The Nets’ unraveling began, innocently enough, with Andray Blatche missing a point-blank shot under the basket nearly five minutes into the third quarter.
A hoop by Blatche in that spot could have sliced Miami’s lead to 56-54. Instead, it jumpstarted the Heat on a 14-2 spurt, a stretch from which the Nets never fully recovered.
Brooklyn never closed to within single digits the rest of the night, undone by shoddy defense, lack of ball movement (11 assists to 11 turnovers) and a lopsided deficit in paint points.
“Our defense was bad,” said point guard Deron Williams, who scored 17. “We can’t allow them to get layup after layup.”
And offensively, “we have to be more aggressive,” Kevin Garnett said. “Shaun Livingston was the only starter that went to the free throw line [1 for 2]. We can’t have that.”
In sum, this in no way resembled the four regular season games between
the teams, all won by the Nets.
“That’s why they’re the champs,” Paul Pierce said. “We’ve got to have double the effort. [But] it was a three-point game at the half. We’re not overreacting. We feel like we can still get a game in this building.”
With his team down 79-66, Nets coach Jason Kidd opened the fourth quarter with four backups and Livingston.
That lineup floundered offensively, and the Heat extended the lead to 86-70 by the time Garnett returned with 7:06 left.
With the Heat firmly in control, Kidd decided not to bother re-inserting Pierce, Joe Johnson or Williams. “I wanted to give the stars a break,” Kidd said.
It was disappointing opener for the Nets’ future Hall of Famers.
Garnett, who had 12 points and 11 rebounds in Sunday’s Game 7 win against Toronto, went scoreless in 15 minutes, the first time he failed to score in a playoff game. He took only two shots, missing both, and had four rebounds while being thoroughly outplayed by Chris Bosh (15 points, 11 boards).
“They have some holes in their defense we can probably compromise,” Garnett said. “They have been waiting on us. They have been resting. They have been hearing that we beat them [all four games]. That was gasoline on the fire.”

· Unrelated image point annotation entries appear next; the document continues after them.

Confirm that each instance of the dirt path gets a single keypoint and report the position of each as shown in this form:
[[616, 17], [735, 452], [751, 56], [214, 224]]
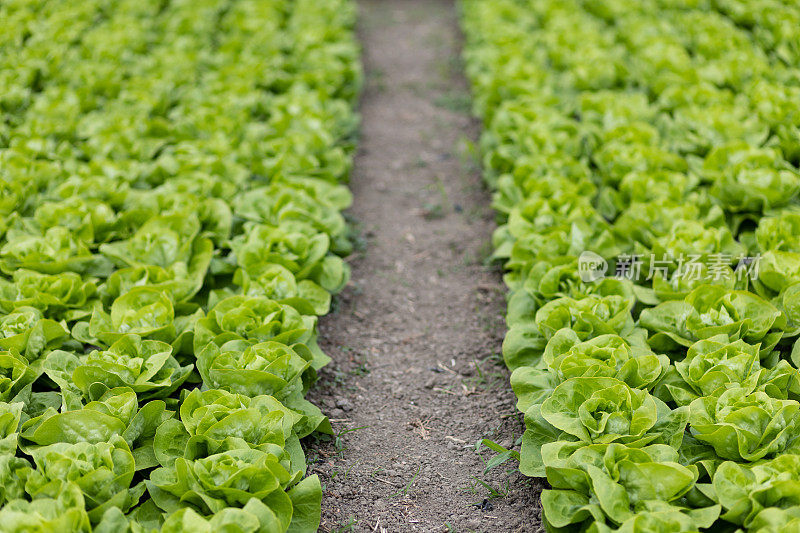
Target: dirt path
[[416, 335]]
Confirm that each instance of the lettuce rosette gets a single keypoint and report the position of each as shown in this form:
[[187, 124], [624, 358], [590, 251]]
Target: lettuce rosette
[[593, 410], [746, 426], [146, 367], [764, 496], [611, 484], [711, 310], [103, 471], [608, 356], [714, 365]]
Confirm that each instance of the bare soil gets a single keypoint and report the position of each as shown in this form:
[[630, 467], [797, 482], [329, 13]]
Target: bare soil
[[417, 378]]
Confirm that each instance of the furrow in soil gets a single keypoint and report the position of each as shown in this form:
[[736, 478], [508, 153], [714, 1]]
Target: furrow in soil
[[417, 378]]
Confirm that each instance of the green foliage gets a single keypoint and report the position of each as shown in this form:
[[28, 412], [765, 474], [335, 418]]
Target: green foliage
[[669, 131], [172, 176]]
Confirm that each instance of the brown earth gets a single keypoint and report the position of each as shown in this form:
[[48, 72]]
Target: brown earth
[[417, 379]]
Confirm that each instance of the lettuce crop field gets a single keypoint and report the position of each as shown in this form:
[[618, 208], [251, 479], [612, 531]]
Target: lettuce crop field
[[644, 159], [171, 181]]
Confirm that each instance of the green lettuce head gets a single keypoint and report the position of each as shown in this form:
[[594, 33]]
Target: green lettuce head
[[66, 511], [145, 366], [611, 483], [763, 494], [714, 365], [711, 310], [745, 426], [103, 471]]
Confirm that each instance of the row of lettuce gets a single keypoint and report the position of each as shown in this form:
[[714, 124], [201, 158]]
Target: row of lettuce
[[171, 188], [663, 136]]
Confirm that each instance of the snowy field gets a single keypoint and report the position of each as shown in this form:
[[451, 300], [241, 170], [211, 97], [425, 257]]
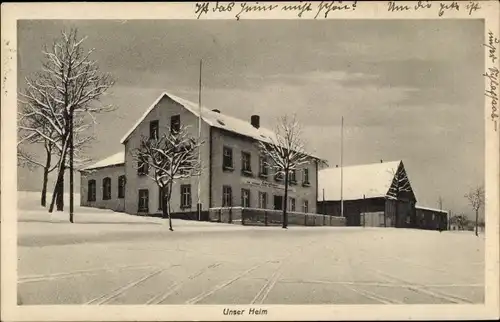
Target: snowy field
[[114, 258]]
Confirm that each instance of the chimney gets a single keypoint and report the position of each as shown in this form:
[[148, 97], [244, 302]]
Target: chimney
[[255, 121]]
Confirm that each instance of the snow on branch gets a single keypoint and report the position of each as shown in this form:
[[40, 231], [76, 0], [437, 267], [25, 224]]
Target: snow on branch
[[285, 152], [172, 156], [400, 182], [476, 197]]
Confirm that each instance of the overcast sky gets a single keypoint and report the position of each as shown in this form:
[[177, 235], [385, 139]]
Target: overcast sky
[[409, 90]]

Pierce, who averaged more points against the Heat this season than any other team (21.3), scored just 8 points on 3 for 8 shooting in 28 minutes.
LeBron James opened defensively against Pierce, with Shane Battier guarding Johnson, who scored 17.
“We’ve got to do a better job with our defense,” Pierce said. “You can’t give a team like Miami this many layups. We’ve got to put up more resistance.”
The Nets succeeded in curtailing the Heat’s fast break points (just four) but couldn’t generate nearly enough easy baskets of their own.
Brooklyn managed seven fast break points, missed 7 of 17 free throws and was outscored, 52-28, in the paint.
“We didn’t move the ball well enough to attack,” Pierce said. “We made the first pass, but not the second or third.”
Said Kidd: “The ball was sticking too much.” And defensively, “we couldn’t keep them out of the paint.”
Brooklyn held the Heat to 94.3 points per game in the regular season, eight points below Miami’s overall average. But the Heat easily surpassed that Wednesday, shooting 56.8 percent from the field.
“It’s hard to beat a team shooting that great,” Johnson said.
Also noteworthy: The Nets outrebounded the Heat, 201-158, in the four games in the regular season, but were outrebounded 37-32 in Game 1.